Jar negeert hem. ‘Dus Martin leest Rosa’s dagboek, over haar tijd met mij, hoe we elkaar hebben ontmoet, hoe ze worstelde om de dood van haar vader te verwerken. Haar collegementor…’

‘Doctor Lance?’ vraagt Max.

Jar knikt. ‘Doctor Lance heeft in de gaten dat ze ongelukkig is. Hij stelde voor om naar de retraite in Herefordshire te gaan. Misschien heeft hij zelfs gezegd dat ze haar studie een jaar mocht opschorten en weer terug kon komen als ze zich sterker voelde. Maar er was geen therapeut op haar college.’

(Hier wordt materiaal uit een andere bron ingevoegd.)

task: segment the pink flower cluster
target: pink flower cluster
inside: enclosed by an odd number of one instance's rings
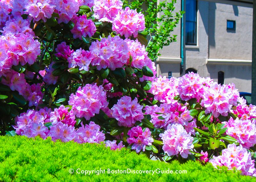
[[[129,58],[127,44],[119,36],[103,38],[92,43],[89,48],[92,57],[91,64],[97,69],[109,68],[111,70],[121,68]]]
[[[159,135],[163,141],[164,152],[169,156],[179,153],[183,158],[187,158],[188,154],[191,154],[190,150],[194,147],[192,143],[194,138],[181,125],[169,125],[164,133]]]
[[[81,123],[82,126],[77,130],[74,126],[75,119],[72,110],[69,113],[67,108],[65,108],[63,105],[53,112],[51,109],[47,108],[38,111],[29,110],[15,118],[17,126],[14,127],[18,135],[29,137],[39,135],[45,139],[50,136],[54,141],[60,139],[66,142],[74,140],[79,143],[99,143],[104,141],[105,135],[103,132],[100,131],[99,125],[92,121],[85,126]],[[49,127],[50,130],[45,126],[49,122],[52,122],[52,124]],[[115,143],[110,142],[110,146],[116,149],[124,146],[121,142],[118,146],[115,146]]]
[[[232,106],[237,105],[239,92],[234,84],[221,86],[215,82],[204,92],[202,105],[206,108],[205,113],[211,113],[215,117],[227,116]]]
[[[252,104],[248,106],[246,104],[243,105],[239,104],[235,109],[232,109],[231,112],[242,120],[251,120],[256,118],[256,106]]]
[[[127,143],[132,144],[132,149],[135,150],[137,153],[142,150],[145,151],[146,145],[151,145],[154,139],[151,137],[151,133],[149,129],[145,128],[144,131],[141,127],[137,126],[134,127],[128,131],[127,135]]]
[[[234,120],[231,118],[228,121],[222,123],[227,128],[226,133],[236,139],[244,148],[249,149],[256,143],[255,120],[242,120],[237,118]]]
[[[105,134],[100,131],[100,127],[94,122],[91,121],[89,125],[82,126],[77,130],[77,137],[75,141],[78,143],[98,143],[105,140]]]
[[[123,95],[123,93],[121,92],[113,92],[114,84],[110,82],[107,79],[103,80],[103,88],[107,92],[107,97],[110,98],[120,97]]]
[[[106,147],[109,147],[110,148],[110,149],[113,150],[119,150],[125,147],[125,146],[123,145],[123,142],[122,141],[120,142],[118,145],[117,145],[116,140],[113,140],[113,141],[107,140],[106,141],[105,144],[106,144]]]
[[[76,0],[51,0],[51,4],[56,6],[54,12],[59,15],[59,24],[62,22],[68,23],[72,17],[76,16],[79,10],[79,5]]]
[[[138,36],[138,31],[145,29],[145,18],[141,12],[138,13],[136,10],[131,10],[129,7],[118,11],[113,21],[112,29],[117,34],[124,35],[126,38],[133,35]]]
[[[112,22],[113,18],[122,10],[122,5],[120,0],[94,1],[94,16],[99,21]]]
[[[0,30],[4,26],[10,16],[9,14],[12,11],[10,5],[7,1],[7,0],[0,1]]]
[[[55,6],[51,4],[51,0],[28,1],[24,8],[29,15],[34,18],[34,21],[42,19],[46,22],[46,18],[52,17]]]
[[[51,112],[50,122],[52,122],[52,124],[55,125],[60,122],[69,126],[74,126],[76,122],[76,117],[73,113],[73,110],[69,112],[69,108],[61,105],[59,108],[55,108],[54,111]]]
[[[145,114],[151,115],[151,122],[157,128],[163,128],[166,129],[169,124],[178,124],[184,126],[187,132],[194,134],[194,130],[193,128],[196,126],[194,120],[189,122],[193,119],[193,117],[190,113],[186,107],[181,106],[180,104],[178,103],[174,105],[164,103],[161,104],[160,107],[156,106],[148,106],[145,113]],[[163,119],[159,119],[160,116],[161,116]]]
[[[198,102],[202,98],[206,85],[212,81],[210,78],[201,78],[191,72],[180,78],[177,89],[182,99],[187,101],[194,98]]]
[[[92,59],[90,52],[80,48],[72,53],[68,58],[69,68],[78,66],[79,70],[88,71]]]
[[[129,97],[124,96],[114,105],[111,111],[113,117],[118,121],[119,126],[129,127],[144,118],[143,108],[138,103],[137,98],[132,100]]]
[[[64,59],[67,59],[74,52],[74,50],[70,50],[69,46],[67,45],[66,42],[62,42],[57,45],[55,50],[57,53],[55,55],[58,57],[62,58]]]
[[[39,135],[45,139],[49,132],[45,126],[45,122],[49,122],[50,109],[41,109],[39,111],[29,110],[15,118],[17,126],[14,127],[19,135],[34,137]]]
[[[7,21],[5,26],[3,28],[3,31],[1,31],[3,33],[2,35],[11,34],[14,35],[18,34],[19,33],[26,34],[28,33],[34,36],[35,33],[30,28],[30,22],[28,19],[23,19],[21,17],[10,19]]]
[[[82,40],[82,36],[91,37],[96,32],[96,27],[92,20],[88,19],[86,15],[75,16],[73,20],[74,28],[70,31],[74,39]]]
[[[12,91],[19,92],[20,95],[29,101],[29,106],[37,107],[43,103],[43,94],[39,84],[29,85],[26,82],[24,74],[19,73],[12,70],[5,72],[4,74],[5,78],[3,79],[2,83],[9,86]]]
[[[214,156],[209,161],[213,166],[224,165],[229,169],[235,167],[243,175],[256,177],[254,162],[250,152],[241,145],[237,147],[234,143],[229,144],[227,149],[222,150],[221,155]]]
[[[71,94],[69,104],[72,106],[74,114],[77,117],[84,117],[87,120],[108,106],[106,92],[102,86],[90,84],[82,88],[79,87],[75,95]]]
[[[127,44],[129,55],[132,58],[131,66],[141,69],[143,67],[147,65],[147,63],[152,62],[148,56],[148,53],[145,49],[145,46],[144,45],[142,45],[137,39],[134,41],[126,39],[125,41]],[[130,64],[129,58],[129,57],[127,60],[128,65]]]
[[[40,43],[31,34],[19,33],[0,37],[0,71],[19,63],[32,64],[41,52]]]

‘Hoe zit het dan met Karen?’ vraagt Max. ‘Ze schrijft heel veel over haar.’

‘Dat doet Martin ook, in zijn eigen logboek. Hij schrijft uitgebreid over haar stokkende ademteugjes als ze iets wil gaan zeggen. Behalve dat hij niet over Karen schrijft, maar over een van Amy’s vroegere vriendinnen van de universiteit, een Amerikaanse psychologe die Kirsten heet en hier een keer heeft gelogeerd.’

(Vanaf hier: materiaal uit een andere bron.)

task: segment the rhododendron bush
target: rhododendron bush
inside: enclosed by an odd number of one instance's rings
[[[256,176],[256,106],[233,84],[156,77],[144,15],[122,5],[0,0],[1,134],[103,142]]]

‘Kirsten, dat lekkere ding bij wie je in Harley Street bent geweest,’ zegt Carl.

‘Amy maakte zich zorgen over mijn rouwhallucinaties en vroeg haar vriendin Kirsten om me te helpen. Kirsten heeft jou benaderd om met mij in contact te komen, ze wist dat ik overgehaald moest worden.’

‘Ze zei dat ze junglemuziek draaide voor haar patiënten,’ zegt Carl. ‘Ik ben erin gestonken.’

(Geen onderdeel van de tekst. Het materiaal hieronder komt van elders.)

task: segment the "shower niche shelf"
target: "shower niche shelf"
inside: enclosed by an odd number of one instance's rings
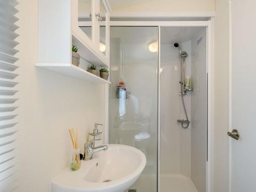
[[[89,81],[95,83],[111,84],[100,77],[93,75],[88,71],[68,63],[37,63],[36,67],[55,73],[60,73],[69,77]]]

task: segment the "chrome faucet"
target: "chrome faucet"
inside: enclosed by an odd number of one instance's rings
[[[93,147],[93,142],[99,140],[100,140],[100,139],[89,141],[84,144],[84,153],[83,160],[84,161],[91,160],[93,158],[93,155],[95,153],[100,151],[105,151],[108,150],[108,146],[106,145],[100,145],[96,147]]]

‘Amy had de beste bedoelingen. Toen ik Kirsten ontmoette dacht ik onterecht dat ze eigenlijk Karen was, Rosa’s vroegere collegetherapeut, en dat ze ook op zoek was naar Rosa. Maar Karen heeft nooit bestaan. Ze was een creatie van Martin. Als de eerzuchtige romanschrijver die hij is, heeft hij haar verzonnen, maar gebaseerd op Kirsten toen ze hier logeerde. In zijn logboek schetst hij haar karakter als een schrijfoefening – de stokkende ademhaling, haar blonde haar, hoge jukbeenderen – niets waarvan de Booker Prize wakker zal liggen.’

‘Maar waarom wordt “Kirsten” in Rosa’s dagboek “Karen”?’ vraagt Max.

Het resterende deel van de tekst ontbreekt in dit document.